# expanding foam -touch 'n foam/great stuff question



## Molch (Jul 15, 2011)

so I'm having the hardest time getting some Great Stuff. I can't buy it locally, and ordered it from acehardware and my packet has been stuck at the Anchorage UPS hub for 8 days now labeled "hazardous material irregularity" and neither UPS nor the shipper is interested in doing anything about it....*sigh*

so...our teeny tiny local hardware store offers expanding foam from a different label, "touch-n-foam". Is that basically the same as Great stuff?

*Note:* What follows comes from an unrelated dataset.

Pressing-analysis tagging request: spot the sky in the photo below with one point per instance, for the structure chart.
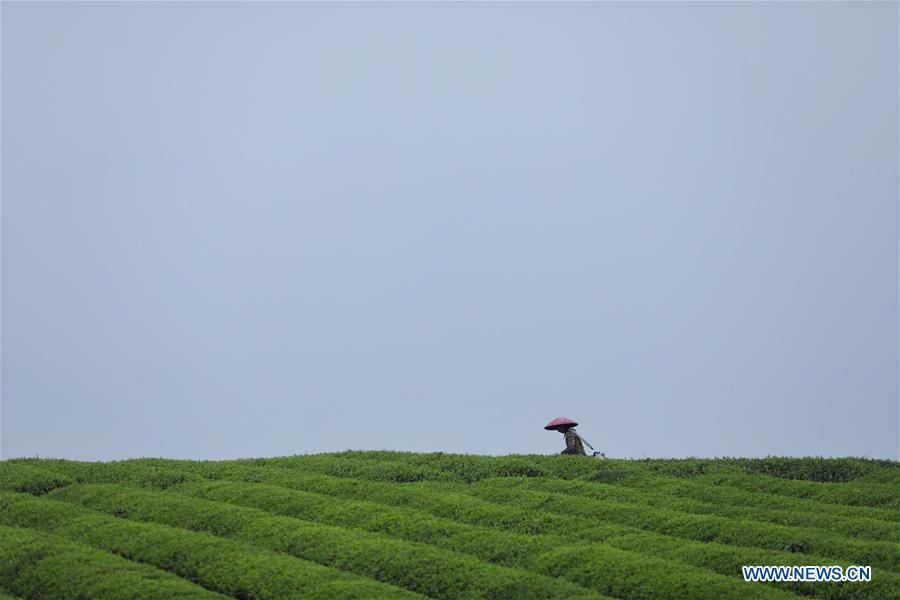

Would it be all right to use?


----------



## Golden State Mantellas (Mar 12, 2011)

Looking at the Manufacturer's MSDS, it appears to be the same or similar to Great Stuff. That is of course assuming you are talking about - Touch ‘n Foam HomeSeal Expanding Sealant.


----------



## Molch (Jul 15, 2011)

yes, they have touch n foam homeseal and maxfill, both of which are supposedly fine for outdoor use...

...has anyone on here used it? Does it perform about the same as Great stuff?


----------



## BethInAK (Jul 12, 2011)

Molch, do you think I can send from anchorage? Or think that this is also illegal?


----------



## Molch (Jul 15, 2011)

aaw, bless your kind heart - but I believe the very problem is that the cargo airline refused to carry it because it is "hazardous". I doubt you could mail it either...but thank for the thought


----------



## DragonSpirit1185 (Dec 6, 2010)

You should really browse the threads before asking questions....
I just started a thread about this product not long ago....
http://www.dendroboard.com/forum/pa...ff-alternative-ecofriendly-gs.html#post585993

Please newcomers use the search feature...
http://www.dendroboard.com/forum/search.php


----------